The tradition, which basically exists because February 2 is halfway in between the winter solstice and the spring equinox, has been ongoing at Gobbler's Knob (no, really) since 1887. It's goofy and light-hearted fun on the order of an octopus predicting the outcomes of World Cup matches, but at least the octopus' handlers aren't wearing top hats. Presumably they weren't in 1887, either.
Such is the setting for Harold Ramis' 1993 film Groundhog Day, in which the uncomparable Bill Murray, a grumpy meteorologist who hates that people enjoy such buffoonery, is stuck reliving the day over and over again.* The film is a wonderfully constructed commentary on the droll of day-to-day life. There are numerous scenes that pack an emotional punch, but none better than when a distraught Murray whines about his predicament to some fellow barflys in a bowling alley: "What would you do if you were stuck in one place and every day was exactly the same and nothing that you did mattered?" The drunk's response? "That about sums it up for me."

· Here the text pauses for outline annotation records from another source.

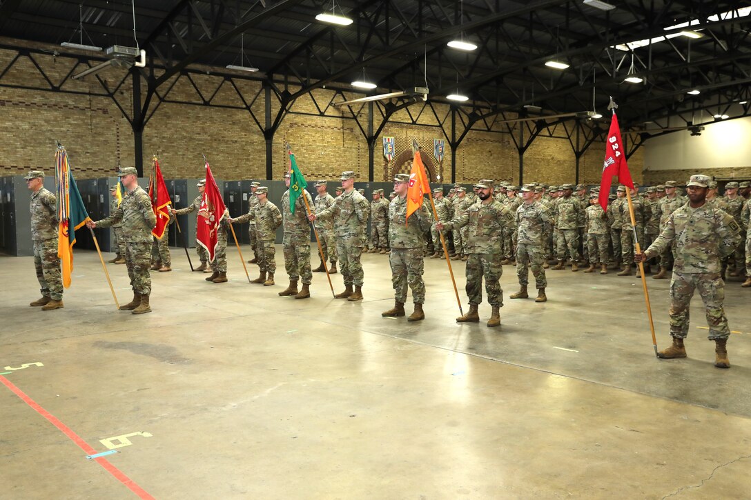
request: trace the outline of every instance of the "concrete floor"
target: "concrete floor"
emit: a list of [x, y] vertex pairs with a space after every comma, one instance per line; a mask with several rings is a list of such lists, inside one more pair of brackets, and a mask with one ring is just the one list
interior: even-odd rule
[[[2, 377], [95, 453], [150, 434], [98, 461], [154, 498], [751, 496], [751, 291], [739, 282], [726, 294], [733, 367], [720, 370], [698, 297], [689, 357], [655, 358], [633, 277], [548, 271], [549, 302], [507, 299], [489, 329], [487, 303], [479, 325], [454, 322], [443, 261], [426, 261], [427, 318], [408, 324], [380, 316], [393, 303], [386, 256], [363, 255], [365, 300], [350, 303], [318, 273], [310, 299], [277, 297], [281, 248], [274, 287], [249, 285], [232, 248], [222, 285], [173, 248], [174, 271], [152, 274], [154, 312], [134, 316], [115, 310], [96, 254], [75, 255], [65, 308], [44, 312], [28, 306], [31, 258], [0, 258]], [[125, 267], [107, 269], [127, 302]], [[508, 296], [515, 268], [504, 271]], [[669, 282], [648, 282], [662, 348]], [[32, 363], [44, 366], [7, 368]], [[4, 385], [0, 420], [0, 498], [137, 498]]]

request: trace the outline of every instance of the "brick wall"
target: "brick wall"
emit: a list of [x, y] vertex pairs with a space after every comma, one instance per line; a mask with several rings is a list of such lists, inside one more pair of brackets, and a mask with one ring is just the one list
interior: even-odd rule
[[[40, 46], [8, 39], [0, 41]], [[15, 56], [15, 51], [0, 50], [0, 68], [5, 68]], [[71, 69], [77, 72], [86, 68], [71, 58], [32, 57], [53, 85], [59, 85]], [[203, 153], [217, 177], [225, 180], [265, 178], [266, 143], [255, 121], [261, 125], [265, 122], [264, 94], [260, 83], [231, 82], [210, 74], [211, 68], [206, 69], [207, 74], [175, 77], [158, 89], [164, 101], [157, 105], [158, 99], [152, 101], [143, 134], [144, 165], [148, 165], [155, 154], [166, 177], [198, 177], [204, 173]], [[155, 74], [158, 77], [159, 72]], [[120, 110], [128, 116], [132, 113], [130, 77], [118, 68], [110, 68], [98, 77], [101, 83], [89, 77], [85, 80], [68, 80], [62, 86], [80, 94], [0, 86], [0, 134], [3, 137], [0, 141], [0, 175], [24, 173], [32, 168], [51, 173], [56, 139], [68, 149], [79, 178], [111, 175], [118, 164], [133, 165], [133, 133]], [[50, 87], [26, 56], [14, 64], [0, 84]], [[250, 105], [255, 119], [245, 108], [235, 86]], [[101, 95], [105, 89], [116, 88], [117, 104]], [[144, 81], [142, 89], [145, 88]], [[287, 90], [294, 93], [299, 88], [290, 86]], [[360, 126], [348, 108], [331, 105], [333, 101], [361, 96], [321, 89], [294, 101], [274, 138], [273, 177], [280, 179], [287, 168], [285, 143], [288, 142], [309, 179], [337, 179], [346, 170], [357, 172], [360, 179], [367, 179], [368, 146], [360, 128], [366, 130], [367, 105], [352, 107]], [[213, 106], [205, 105], [209, 101]], [[272, 119], [280, 107], [278, 98], [272, 93]], [[377, 128], [383, 108], [379, 105], [374, 107]], [[443, 182], [451, 181], [451, 151], [448, 141], [442, 164], [438, 164], [433, 156], [433, 139], [445, 140], [441, 125], [448, 129], [451, 108], [436, 104], [434, 109], [435, 112], [418, 103], [390, 118], [375, 143], [375, 181], [388, 181], [391, 173], [406, 171], [407, 167], [385, 161], [382, 142], [384, 136], [396, 138], [397, 155], [410, 149], [412, 140], [416, 139], [423, 155], [436, 164], [436, 173]], [[538, 137], [527, 150], [524, 180], [574, 182], [575, 158], [569, 140], [560, 134], [548, 135], [553, 137]], [[599, 182], [604, 151], [602, 143], [595, 143], [581, 158], [581, 182]], [[470, 131], [457, 149], [456, 158], [457, 182], [479, 178], [519, 182], [517, 149], [508, 130], [501, 126], [494, 127], [493, 131]], [[631, 158], [629, 164], [635, 179], [641, 180], [641, 151]]]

*Some people estimate that Murray's character Phil Connors spent over 10,000 days repeating the same day over and over, given his expert piano playing (with just 1 hour lesson a day!), ice sculpting, familiarity with every person in town, etc. Ramis himself estimated 10 years.
Punxsutawney Phil has a horrible track record, having predicted the state of the local climate correctly just 39% of the time in a coin flip proposition. Ramis, on the other hand, has managed to correctly and unwittingly prognosticate the state of being a Newcastle United fan 20+ years in the future. On this Transfer Deadline Day, which happens to coincide with this peculiar holiday that has somehow transcended Polar Bear Day (February 27) and National Mincemeat Day (October 26) on the American calendar, our own groundhog will emerge from his habitat. He will be wearing a yellow tie, and he will either tell us that Newcastle United have done nothing or that they have sold one of their best players. Tomorrow, we will wake up, the clock will hit 6:00, Sonny and Cher will be singing, and then we'll hear some banter that isn't any different than it was the day before. Some of the details will change, but
Ned Ryerson Lee Charnley will always be there, ready to sell us life insurance a line about the attractiveness of the January window.

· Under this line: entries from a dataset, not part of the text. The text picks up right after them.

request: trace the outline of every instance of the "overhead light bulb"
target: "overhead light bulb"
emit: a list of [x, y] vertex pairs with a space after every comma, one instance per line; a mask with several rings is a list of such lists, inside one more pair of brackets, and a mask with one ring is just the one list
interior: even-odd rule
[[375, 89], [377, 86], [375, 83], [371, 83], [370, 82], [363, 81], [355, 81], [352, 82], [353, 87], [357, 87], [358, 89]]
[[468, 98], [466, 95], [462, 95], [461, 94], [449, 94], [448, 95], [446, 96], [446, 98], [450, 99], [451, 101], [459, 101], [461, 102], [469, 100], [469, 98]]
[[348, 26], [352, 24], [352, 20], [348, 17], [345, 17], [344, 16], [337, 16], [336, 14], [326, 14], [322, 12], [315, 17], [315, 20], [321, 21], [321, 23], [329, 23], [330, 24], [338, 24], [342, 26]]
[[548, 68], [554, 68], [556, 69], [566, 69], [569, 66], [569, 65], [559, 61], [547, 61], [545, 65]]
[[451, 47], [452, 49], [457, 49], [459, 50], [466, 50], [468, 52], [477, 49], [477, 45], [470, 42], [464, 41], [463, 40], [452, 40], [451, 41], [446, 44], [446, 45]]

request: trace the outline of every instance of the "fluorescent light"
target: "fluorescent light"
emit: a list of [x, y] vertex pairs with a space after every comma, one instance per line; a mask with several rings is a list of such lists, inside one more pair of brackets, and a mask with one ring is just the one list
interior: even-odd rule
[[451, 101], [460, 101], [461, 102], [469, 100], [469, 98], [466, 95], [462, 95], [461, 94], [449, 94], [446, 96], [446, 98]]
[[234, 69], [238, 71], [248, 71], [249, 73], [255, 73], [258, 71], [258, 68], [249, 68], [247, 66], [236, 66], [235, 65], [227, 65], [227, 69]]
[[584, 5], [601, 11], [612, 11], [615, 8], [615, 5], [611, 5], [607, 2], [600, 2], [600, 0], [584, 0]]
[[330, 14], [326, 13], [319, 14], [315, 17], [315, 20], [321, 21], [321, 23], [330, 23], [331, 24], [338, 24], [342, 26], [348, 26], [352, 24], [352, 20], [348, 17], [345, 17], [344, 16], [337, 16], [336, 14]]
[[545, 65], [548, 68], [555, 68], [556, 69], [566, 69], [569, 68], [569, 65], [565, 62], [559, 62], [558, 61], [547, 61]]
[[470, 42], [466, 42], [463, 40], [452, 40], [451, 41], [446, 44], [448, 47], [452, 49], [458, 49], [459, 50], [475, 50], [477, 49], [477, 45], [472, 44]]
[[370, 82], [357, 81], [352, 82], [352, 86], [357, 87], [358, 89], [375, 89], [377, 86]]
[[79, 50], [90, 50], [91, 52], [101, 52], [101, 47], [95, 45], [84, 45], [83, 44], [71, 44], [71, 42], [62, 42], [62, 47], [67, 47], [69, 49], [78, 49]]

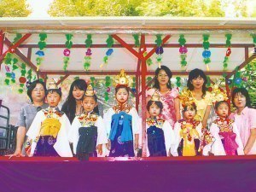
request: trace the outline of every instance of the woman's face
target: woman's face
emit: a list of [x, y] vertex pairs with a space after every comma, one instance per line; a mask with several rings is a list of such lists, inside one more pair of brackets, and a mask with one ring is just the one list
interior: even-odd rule
[[73, 90], [73, 96], [76, 100], [81, 100], [84, 92], [85, 92], [84, 90], [80, 90], [76, 86], [74, 86]]
[[57, 107], [61, 101], [61, 96], [55, 91], [50, 91], [49, 93], [48, 93], [46, 98], [48, 104], [51, 108]]
[[82, 102], [82, 106], [86, 112], [91, 112], [96, 105], [93, 96], [84, 96]]
[[45, 97], [44, 89], [42, 84], [37, 84], [36, 87], [32, 91], [32, 98], [33, 102], [41, 102]]
[[149, 114], [151, 117], [157, 117], [160, 114], [160, 108], [155, 104], [152, 103], [149, 107]]
[[200, 76], [198, 78], [193, 79], [191, 81], [191, 84], [195, 89], [201, 89], [204, 83], [205, 83], [204, 79]]
[[167, 84], [170, 79], [169, 79], [167, 73], [166, 73], [166, 71], [161, 69], [161, 70], [160, 70], [160, 72], [157, 75], [157, 80], [160, 84], [165, 85], [165, 84]]
[[237, 108], [244, 108], [247, 104], [247, 98], [244, 95], [238, 92], [234, 96], [234, 103]]
[[116, 100], [120, 103], [124, 103], [124, 102], [127, 102], [128, 96], [129, 96], [129, 94], [128, 94], [127, 90], [125, 90], [125, 88], [119, 89], [119, 90], [115, 94]]
[[192, 107], [188, 107], [187, 110], [183, 113], [185, 119], [193, 119], [195, 116], [195, 109]]

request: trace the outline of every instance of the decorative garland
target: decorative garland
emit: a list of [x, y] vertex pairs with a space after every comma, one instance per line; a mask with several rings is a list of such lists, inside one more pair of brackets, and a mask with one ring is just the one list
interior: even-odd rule
[[157, 46], [156, 49], [155, 49], [155, 53], [157, 55], [156, 61], [158, 63], [158, 67], [160, 68], [161, 67], [162, 58], [163, 58], [162, 54], [164, 53], [164, 49], [162, 47], [162, 43], [163, 43], [162, 35], [157, 34], [155, 37], [156, 37], [156, 39], [155, 39], [154, 42], [156, 43], [156, 46]]
[[134, 38], [135, 47], [140, 47], [139, 35], [138, 34], [132, 34], [132, 37]]
[[19, 93], [23, 93], [24, 91], [24, 84], [26, 82], [26, 64], [25, 63], [21, 63], [21, 70], [20, 70], [20, 77], [19, 79], [19, 82], [20, 82], [20, 89], [18, 90]]
[[209, 50], [210, 48], [210, 42], [209, 42], [209, 34], [203, 34], [203, 48], [204, 51], [202, 52], [202, 56], [204, 58], [203, 61], [207, 65], [207, 70], [209, 71], [209, 63], [211, 62], [211, 51]]
[[85, 43], [85, 46], [87, 48], [87, 50], [85, 52], [85, 56], [84, 56], [84, 68], [85, 71], [89, 70], [89, 67], [90, 67], [90, 61], [91, 61], [91, 49], [90, 49], [90, 46], [92, 44], [92, 40], [91, 40], [91, 34], [88, 34], [87, 35], [87, 38], [84, 41]]
[[69, 55], [70, 55], [70, 49], [72, 48], [73, 45], [73, 42], [72, 42], [72, 38], [73, 38], [73, 34], [66, 34], [66, 49], [63, 50], [63, 62], [64, 62], [64, 66], [63, 66], [63, 69], [66, 72], [68, 63], [69, 63]]
[[111, 89], [110, 89], [110, 85], [111, 85], [111, 79], [109, 76], [107, 76], [105, 78], [105, 86], [107, 87], [107, 90], [104, 93], [104, 96], [105, 96], [105, 102], [108, 102], [109, 100], [109, 96], [108, 96], [108, 93], [110, 92]]
[[180, 45], [180, 47], [179, 47], [179, 53], [180, 53], [180, 59], [181, 59], [180, 64], [181, 64], [181, 67], [183, 67], [188, 64], [188, 62], [186, 61], [188, 48], [186, 47], [186, 39], [185, 39], [183, 34], [181, 34], [179, 36], [178, 43]]
[[112, 46], [113, 44], [113, 39], [111, 35], [108, 35], [108, 38], [106, 40], [107, 47], [108, 48], [106, 51], [106, 55], [103, 57], [103, 63], [100, 65], [100, 67], [102, 68], [103, 65], [108, 64], [108, 57], [113, 54], [113, 49], [112, 49]]
[[223, 70], [226, 70], [227, 67], [228, 67], [228, 62], [229, 62], [229, 60], [230, 60], [230, 55], [231, 54], [231, 38], [232, 38], [232, 34], [226, 34], [225, 35], [226, 37], [226, 47], [228, 48], [227, 50], [226, 50], [226, 55], [225, 55], [225, 57], [224, 57], [224, 60], [223, 61]]
[[39, 34], [40, 41], [38, 42], [38, 45], [39, 47], [39, 50], [36, 52], [36, 55], [38, 57], [36, 58], [37, 61], [37, 71], [39, 70], [39, 67], [41, 66], [44, 57], [44, 49], [46, 47], [46, 38], [47, 34], [46, 33], [40, 33]]
[[181, 87], [181, 78], [180, 77], [176, 77], [176, 85], [177, 87]]

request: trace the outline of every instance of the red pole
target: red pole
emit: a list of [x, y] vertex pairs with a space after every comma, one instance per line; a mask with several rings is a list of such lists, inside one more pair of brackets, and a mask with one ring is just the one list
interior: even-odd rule
[[[141, 46], [145, 45], [145, 35], [142, 34]], [[143, 55], [143, 53], [141, 53]], [[147, 75], [147, 63], [146, 59], [143, 57], [142, 60], [142, 129], [143, 129], [143, 157], [147, 156], [146, 146], [146, 118], [147, 118], [147, 103], [146, 103], [146, 75]]]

Nothing ever changes. The way Mike Ashley's Newcastle United conducts business is well-documented and in some ways admirable. That business model will not translate into appreciable success on the pitch, at least not from February through May. Phil Connors was a fool to expect anything different, and eventually he accepted his fate. The analogy breaks down here, because once he finally made a personal breakthrough, Connors was released from his personal hell. There is no indication that a return to transfer window glory is anywhere close to the horizon, and so Newcastle fans must continue to suffer. If he really relived Groundhog Day 10,000 times, then there are only 7,189 left in Mike Ashley's reign.
That's just enough time to learn French.